The Barber


Encore Club $3,000 Guarantee Monthly Champions Freeroll (7,000 chips)

After it was all over, I told the manager at the Encore that it was a good thing I’d spent some time establishing my table image as a complete fish earlier in the week, with two noon games where I busted out in the first round. Then again, it was a victory in another noon game that got me into the “Freeroll.”

Now—particularly considering the way things turned out—I’m not complaining, but the Champions event (open to winners of the six daily events through a calendar month) does have a $20 door fee. Six games a day, thirty days a month, minus duplicate winners and people who don’t make the event, and you might get around 150 players. (Last Saturday it was 138.) That puts the take in door fees within a couple hundred dollars of the freeroll guarantee, which sort of means the players are funding at least half of it themselves, given that a bunch of degenerate poker players are likely to be putting out a $10 door on a Saturday night anyway.

Encore August Champions TournamentI got a good start in the first few levels with a full house holding a low pocket pair and managed to pick up about 1,600 chips before [ax jx] let me down as I was drawing for Broadway against an older gent. I needed a [qx] but got a [jx] on the river and bet my two pair, but that made Broadway for his [ax qx] and I was down to about 6,000. I held the line through level 3 and managed to double up just before the first break.

That’s pretty much where I stayed through the next three levels as the blinds leapfrogged from 200/400 to 300/600 to 400/800. At the second break (when I took the photo above) I still had only 13,000 chips even though I’d bought 5,000 in add-on chips. I’d gone from 30bb to 13bb and was at only two-thirds of the average stack.

Another two levels passed without any movement on my part, which was bad, because the blinds took a big jump between level 7 (500/1,000) and level 8 (1,000/2,000). I managed to hold out to level 9 (1,500/3,000) with only four big blinds left then shoved with [kx jx] twice and managed to take the blinds. Pushed again with [jx tx] on a dry board with [tx] as the top card and bets on the table and the take took me up to 35,000 before the third break. I was still a couple thousand chips below average (with 47 players left), and was about to start a level with just eight big blinds, but it was better than my position at the previous break.

The fourth session is sort of a blur for me. It would probably be a lot better if I could remember what happened. All I know for sure is that I sent DV an email during the fourth break just after midnight saying: 2 very good hands in last rounds up to 225000. No idea what those hands were or how they played out, but I did somehow manage to sextuple my stack over the hour. Don’t ask the centipede how he keeps all those feet coördinated.

An hour later and we consolidated to the final table. Incredibly, I was the chip leader, with 510,000, just ahead of the guy to my right who had just under 500,000. Between us we held over half the chips in play (about 1.8 million). He rather quickly set to knocking out other players, and in short order he’d added another 800,000 or so onto his stack by removing five players. I was holding relatively steady at (relatively being the operative word when the blinds are 30,000/60,000).

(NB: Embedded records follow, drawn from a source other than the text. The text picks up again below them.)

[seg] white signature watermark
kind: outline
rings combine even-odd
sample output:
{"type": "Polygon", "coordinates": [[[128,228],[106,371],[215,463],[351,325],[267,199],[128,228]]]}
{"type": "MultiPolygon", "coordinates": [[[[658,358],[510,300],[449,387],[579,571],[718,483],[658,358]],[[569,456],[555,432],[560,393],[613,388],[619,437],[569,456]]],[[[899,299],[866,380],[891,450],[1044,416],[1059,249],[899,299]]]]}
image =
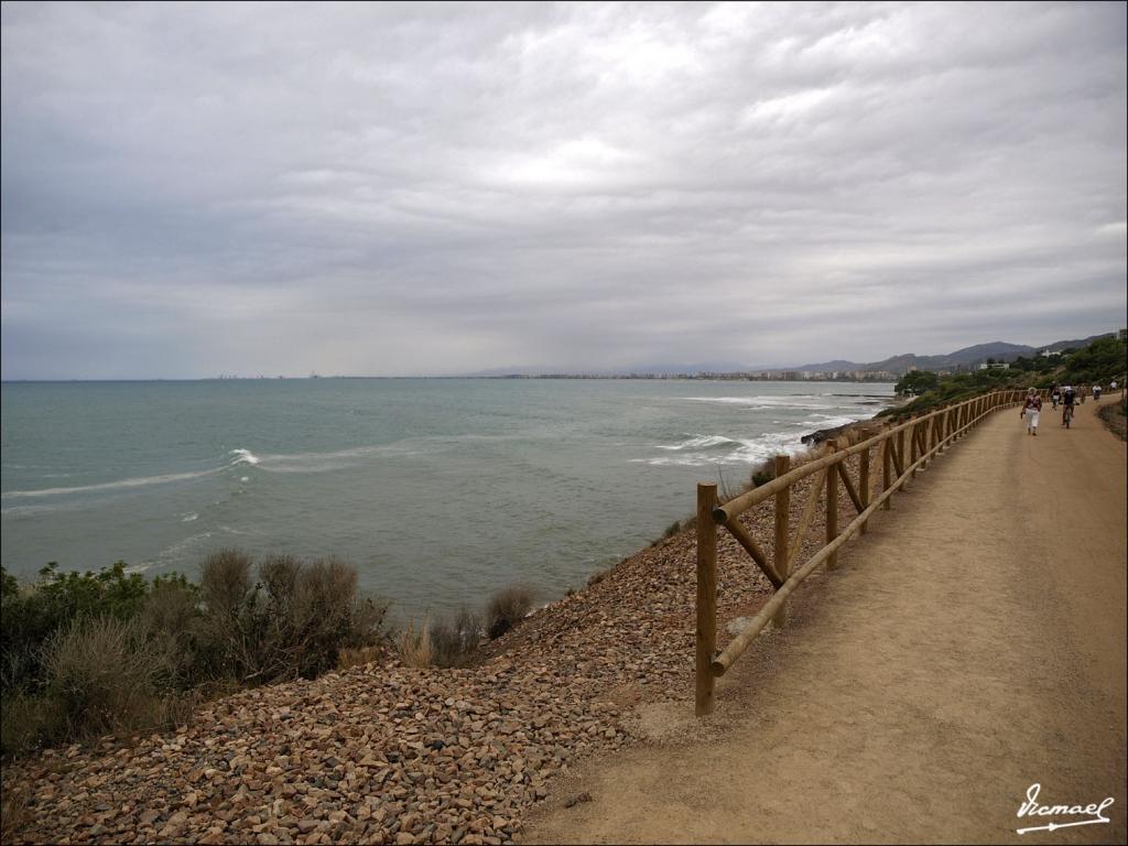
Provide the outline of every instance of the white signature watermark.
{"type": "Polygon", "coordinates": [[[1017,816],[1022,817],[1092,817],[1087,820],[1075,820],[1073,822],[1048,822],[1045,826],[1031,826],[1030,828],[1016,829],[1020,835],[1029,831],[1057,831],[1059,828],[1073,828],[1074,826],[1092,826],[1098,822],[1109,822],[1104,816],[1104,809],[1116,800],[1107,796],[1098,804],[1093,802],[1087,805],[1042,805],[1038,803],[1038,793],[1042,785],[1032,784],[1026,790],[1026,801],[1019,807],[1017,816]]]}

My only real mistake of the tournament came, I think, in proposing a deal to award the prize money based on current chip standings. The big stack was obviously a good player. I had more than twice what the next player had, and she had half again as much as the fourth player. There was no doubt the big stack was going to hold out for the first prize money. Nobody but me liked the idea of awarding by chip rank, and I probably should have just played it out and seen how the 90,000 chips/orbit affected the small stacks rather than accept the ICM deal for second through fourth, which effectively took $210 from me (assuming I would have kept second place) and gave it to two other players. Nothing’s certain in poker, though.

It may not look like much, but there are sixteen black chips stacked in front of me below adding up to 400,000, with five pink 10,000 chips on the side. If my picture is going to keep showing up online, I’m going to need to do something about my hair.

Seven hours. Second of 138 players. +714% ROI (including entry fee, add-on, and dealer tip; I probably should have counted the diet sodas and something called a Titanic I ordered when I got to the final table, but I didn’t).